Замок располагался на окраине Фаволы и, как стало известно Нине от Луки и его бабушки, представлял собой остатки древней стены времен Римской империи. Теперь она походила на неровные ряды осыпающихся, размытых дождями каменных блоков. Очевидно, у мальчика было живое воображение.
– Орландо дает мне и моим друзьям знать, когда кто-то в беде и нуждается в нашей помощи. Синьора Перелли, например. У нее собирались забрать корову, потому что она не могла заплатить долг.
– Вот даже как?
– Странная она, эта синьора Перелли, вечно что-то бормочет себе под нос и сплевывает на землю. Но нам было жаль ее, потому что она бедная. Поэтому ночью, накануне того дня, когда пришли бы забрать корову, мы выгнали это животное из сарая и спрятали за домом доктора Руджеро, где никто никогда не стал бы искать.
– Отличная мысль.
– Через несколько дней после того, как мы вернули корову обратно, синьора Перелли нашла под дверным ковриком достаточно денег, чтобы вернуть долг. Nonna думает, что это подарок от кого-то из соседей. Но я в это не верю.
– Почему нет?
– За этим стоял Орландо, я уверен. Я же рассказывал тебе, как он богат.
– Да, рассказывал.
– Когда меня отпустят домой, ты приедешь навестить меня, и сходим к Замку.
– Мне бы этого хотелось.
– Я ведь скоро смогу вернуться домой, правда? – спросил Лука, слегка поерзав.
– Скоро, – ответила она и прикусила нижнюю губу. Если бы только это было правдой.
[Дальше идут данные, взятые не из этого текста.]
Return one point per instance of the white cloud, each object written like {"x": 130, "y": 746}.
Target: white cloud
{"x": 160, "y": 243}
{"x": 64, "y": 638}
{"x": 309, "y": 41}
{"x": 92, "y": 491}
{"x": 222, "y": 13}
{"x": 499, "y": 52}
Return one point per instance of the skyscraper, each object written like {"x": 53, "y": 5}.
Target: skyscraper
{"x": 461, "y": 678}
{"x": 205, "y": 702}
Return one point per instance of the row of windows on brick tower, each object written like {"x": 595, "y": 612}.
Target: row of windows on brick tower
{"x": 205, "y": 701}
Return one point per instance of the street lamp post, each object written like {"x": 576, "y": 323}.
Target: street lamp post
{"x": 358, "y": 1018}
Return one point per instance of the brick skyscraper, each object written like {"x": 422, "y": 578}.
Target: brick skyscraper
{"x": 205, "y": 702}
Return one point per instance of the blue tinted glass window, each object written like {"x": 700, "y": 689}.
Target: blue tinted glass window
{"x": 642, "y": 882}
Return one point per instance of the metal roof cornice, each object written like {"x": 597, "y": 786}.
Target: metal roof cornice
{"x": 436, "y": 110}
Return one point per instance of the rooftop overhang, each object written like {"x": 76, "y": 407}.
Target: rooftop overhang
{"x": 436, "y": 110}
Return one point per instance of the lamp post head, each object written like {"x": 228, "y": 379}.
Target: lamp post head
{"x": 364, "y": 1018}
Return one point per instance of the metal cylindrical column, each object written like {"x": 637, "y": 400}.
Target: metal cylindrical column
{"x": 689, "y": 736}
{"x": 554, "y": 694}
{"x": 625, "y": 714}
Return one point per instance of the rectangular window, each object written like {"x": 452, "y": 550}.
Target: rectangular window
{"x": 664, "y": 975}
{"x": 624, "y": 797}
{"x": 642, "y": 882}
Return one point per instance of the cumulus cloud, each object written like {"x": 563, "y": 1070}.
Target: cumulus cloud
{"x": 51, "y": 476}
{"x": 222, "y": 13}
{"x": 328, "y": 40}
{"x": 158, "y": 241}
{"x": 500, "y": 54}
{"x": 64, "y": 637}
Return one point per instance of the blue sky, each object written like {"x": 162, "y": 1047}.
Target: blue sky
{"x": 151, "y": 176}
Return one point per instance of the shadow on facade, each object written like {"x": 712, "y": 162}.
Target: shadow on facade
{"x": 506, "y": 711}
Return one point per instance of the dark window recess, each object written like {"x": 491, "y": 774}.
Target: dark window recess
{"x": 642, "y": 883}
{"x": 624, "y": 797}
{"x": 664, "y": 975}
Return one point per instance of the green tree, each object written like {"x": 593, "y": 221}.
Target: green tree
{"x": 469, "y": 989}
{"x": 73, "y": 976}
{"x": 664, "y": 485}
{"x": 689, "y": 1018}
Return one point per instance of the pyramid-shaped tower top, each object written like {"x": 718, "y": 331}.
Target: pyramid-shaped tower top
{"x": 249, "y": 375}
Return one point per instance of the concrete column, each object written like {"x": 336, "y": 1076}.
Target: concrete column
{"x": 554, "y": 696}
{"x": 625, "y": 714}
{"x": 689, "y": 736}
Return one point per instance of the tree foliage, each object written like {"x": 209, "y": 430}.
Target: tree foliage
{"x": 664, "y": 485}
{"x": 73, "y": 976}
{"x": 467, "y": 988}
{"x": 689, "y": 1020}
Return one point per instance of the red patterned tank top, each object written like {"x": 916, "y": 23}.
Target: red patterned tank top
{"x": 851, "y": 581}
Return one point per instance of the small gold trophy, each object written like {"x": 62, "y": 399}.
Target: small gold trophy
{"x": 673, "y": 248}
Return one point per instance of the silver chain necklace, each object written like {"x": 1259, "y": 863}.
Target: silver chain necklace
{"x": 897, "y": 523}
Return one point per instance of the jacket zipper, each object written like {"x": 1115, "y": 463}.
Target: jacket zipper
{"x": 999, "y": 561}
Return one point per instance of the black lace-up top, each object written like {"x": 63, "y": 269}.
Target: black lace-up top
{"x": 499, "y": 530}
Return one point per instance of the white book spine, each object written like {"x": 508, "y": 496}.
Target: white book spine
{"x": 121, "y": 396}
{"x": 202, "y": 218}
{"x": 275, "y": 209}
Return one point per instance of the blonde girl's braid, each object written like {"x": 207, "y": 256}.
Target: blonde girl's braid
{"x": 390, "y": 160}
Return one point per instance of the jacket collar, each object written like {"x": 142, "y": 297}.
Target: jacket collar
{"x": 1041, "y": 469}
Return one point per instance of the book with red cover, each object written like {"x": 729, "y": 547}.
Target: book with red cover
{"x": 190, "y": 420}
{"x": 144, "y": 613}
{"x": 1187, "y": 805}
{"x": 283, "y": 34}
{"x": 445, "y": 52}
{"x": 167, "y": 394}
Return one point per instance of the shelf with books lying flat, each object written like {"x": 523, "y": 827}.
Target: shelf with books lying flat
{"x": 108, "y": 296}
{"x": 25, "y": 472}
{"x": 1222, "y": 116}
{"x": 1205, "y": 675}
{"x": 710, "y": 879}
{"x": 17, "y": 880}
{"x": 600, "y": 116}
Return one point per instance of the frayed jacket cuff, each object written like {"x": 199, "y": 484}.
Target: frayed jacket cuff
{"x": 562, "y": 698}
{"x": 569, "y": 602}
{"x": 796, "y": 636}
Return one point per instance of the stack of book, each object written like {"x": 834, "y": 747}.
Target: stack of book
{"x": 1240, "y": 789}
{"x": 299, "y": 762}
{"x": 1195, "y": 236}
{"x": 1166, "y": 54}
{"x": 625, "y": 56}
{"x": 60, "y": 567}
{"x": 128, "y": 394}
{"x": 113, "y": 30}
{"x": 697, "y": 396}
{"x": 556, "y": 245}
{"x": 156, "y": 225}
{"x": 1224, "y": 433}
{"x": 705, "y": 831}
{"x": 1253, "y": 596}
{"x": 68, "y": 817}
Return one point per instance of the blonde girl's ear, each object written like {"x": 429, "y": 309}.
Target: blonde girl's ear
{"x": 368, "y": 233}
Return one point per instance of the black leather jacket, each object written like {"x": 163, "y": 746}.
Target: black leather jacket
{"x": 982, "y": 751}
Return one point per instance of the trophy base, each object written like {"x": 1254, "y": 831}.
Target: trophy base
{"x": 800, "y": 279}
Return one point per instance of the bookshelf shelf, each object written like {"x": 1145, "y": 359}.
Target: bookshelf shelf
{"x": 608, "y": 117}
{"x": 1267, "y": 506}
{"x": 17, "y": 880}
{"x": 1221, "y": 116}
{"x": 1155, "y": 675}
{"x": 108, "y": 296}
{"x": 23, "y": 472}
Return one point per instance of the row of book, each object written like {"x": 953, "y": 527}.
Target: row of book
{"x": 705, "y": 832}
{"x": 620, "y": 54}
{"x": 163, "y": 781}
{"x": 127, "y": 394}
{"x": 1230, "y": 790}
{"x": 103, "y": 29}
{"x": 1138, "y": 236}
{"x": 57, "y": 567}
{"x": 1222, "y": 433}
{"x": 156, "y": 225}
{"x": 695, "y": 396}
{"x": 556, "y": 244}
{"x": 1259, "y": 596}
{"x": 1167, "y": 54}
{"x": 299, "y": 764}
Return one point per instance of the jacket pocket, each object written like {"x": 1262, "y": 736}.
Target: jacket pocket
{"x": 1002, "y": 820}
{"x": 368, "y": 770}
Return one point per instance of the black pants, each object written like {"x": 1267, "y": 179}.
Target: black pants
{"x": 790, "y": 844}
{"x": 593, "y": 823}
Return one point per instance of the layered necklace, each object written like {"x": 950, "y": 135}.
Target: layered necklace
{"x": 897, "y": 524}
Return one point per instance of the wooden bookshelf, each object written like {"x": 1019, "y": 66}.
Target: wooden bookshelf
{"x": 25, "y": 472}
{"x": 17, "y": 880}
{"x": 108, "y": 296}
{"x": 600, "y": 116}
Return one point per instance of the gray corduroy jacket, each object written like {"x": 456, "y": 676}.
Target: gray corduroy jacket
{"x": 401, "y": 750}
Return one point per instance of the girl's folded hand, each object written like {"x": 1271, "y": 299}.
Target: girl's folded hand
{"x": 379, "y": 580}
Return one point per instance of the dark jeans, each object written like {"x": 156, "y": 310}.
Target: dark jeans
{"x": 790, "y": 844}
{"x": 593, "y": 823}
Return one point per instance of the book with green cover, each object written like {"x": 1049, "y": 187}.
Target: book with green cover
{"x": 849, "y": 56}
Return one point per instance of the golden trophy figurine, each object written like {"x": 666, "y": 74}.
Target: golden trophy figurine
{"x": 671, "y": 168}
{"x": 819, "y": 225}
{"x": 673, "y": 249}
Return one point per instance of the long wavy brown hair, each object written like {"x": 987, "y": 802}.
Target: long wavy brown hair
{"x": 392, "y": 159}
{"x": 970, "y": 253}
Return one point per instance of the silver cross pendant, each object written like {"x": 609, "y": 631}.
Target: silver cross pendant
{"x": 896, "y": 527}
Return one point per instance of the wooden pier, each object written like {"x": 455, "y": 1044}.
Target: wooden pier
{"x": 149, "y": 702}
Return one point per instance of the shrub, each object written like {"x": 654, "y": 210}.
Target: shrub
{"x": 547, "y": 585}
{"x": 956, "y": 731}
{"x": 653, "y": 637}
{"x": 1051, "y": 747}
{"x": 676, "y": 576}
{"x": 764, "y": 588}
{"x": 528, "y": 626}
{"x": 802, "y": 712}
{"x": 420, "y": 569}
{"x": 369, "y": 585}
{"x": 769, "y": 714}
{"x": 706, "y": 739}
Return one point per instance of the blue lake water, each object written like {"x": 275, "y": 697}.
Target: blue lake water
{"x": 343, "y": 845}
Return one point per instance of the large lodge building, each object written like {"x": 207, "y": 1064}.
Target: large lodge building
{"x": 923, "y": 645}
Она вспомнила тот день, когда Луку привезли в «Санта-Кристину», и то, как она вышла тогда из себя.
– Господи, Нина, что, черт возьми, ты имеешь против этого бедного ребенка? – пытала ее потом старшая медсестра.
Неделю спустя Карла заметила маленькие подарки, которые Нина каждое утро приносит Луке, и спросила, помогают ли они ей справиться с угрызениями совести. Поначалу ею и правда двигало только чувство вины. Но сейчас все изменилось. Она полюбила Луку за непокорность и пылкость – качества, которые она пыталась подавить в тот первый день и которые продолжали нервировать персонал. Он заставлял женщину смеяться, когда изображал, как Маттео поправляет свои волосы, дабы убедиться, что выглядит идеально.
Постепенно между ними образовалась связь, о которой она много думала, но не могла до конца объяснить. У мальчика, как и у нее, не было родителей. И точно так же, как она, он был rosso: отличался от других своими рыжими волосами, как она – своим «пятном портвейна». Оба были объектом насмешек. Предательство Маттео, должно быть, тоже сыграло свою роль. Внезапно она осталась одна, в море бурлящих эмоций, в коих больше не было смысла. Они безостановочно кружились подле нее, пока не наткнулись на Луку и не облюбовали место у его кровати в дальнем конце палаты.
Сила чувств к этому мальчику, которого она знала всего два месяца, пугала Нину. Ничего похожего она раньше не испытывала ни к другим пациентам, ни к лучшей подруге Карле, ни даже еще в детском возрасте к своей матери. Это почти как влюбиться, но и такое объяснение было бы неверным. Разумеется, здесь не было физического влечения. Только странное желание действовать от его имени, почти неосознаваемое яростное стремление сделать для него все, даже пожертвовать собой, если понадобится. Разве не это лежит в основе любви?
– Постарайся уснуть, – прошептала она, накрывая Луку одеялом. – Тебе понадобятся силы.
– Ладно, – согласился он. – Ты ведь не волнуешься за меня, правда?
– Конечно же нет. Как можно волноваться за такого храброго ковбоя, да еще с таким другом, как Орландо?! Ни в малейшей степени.
Нина смотрела, как он закрывает глаза, и ждала, прислушиваясь к его дыханию, чтобы убедиться, что он заснул. В действительности она очень волновалась. Вид невинно-невозмутимого, ничего не подозревающего Луки убивал ее.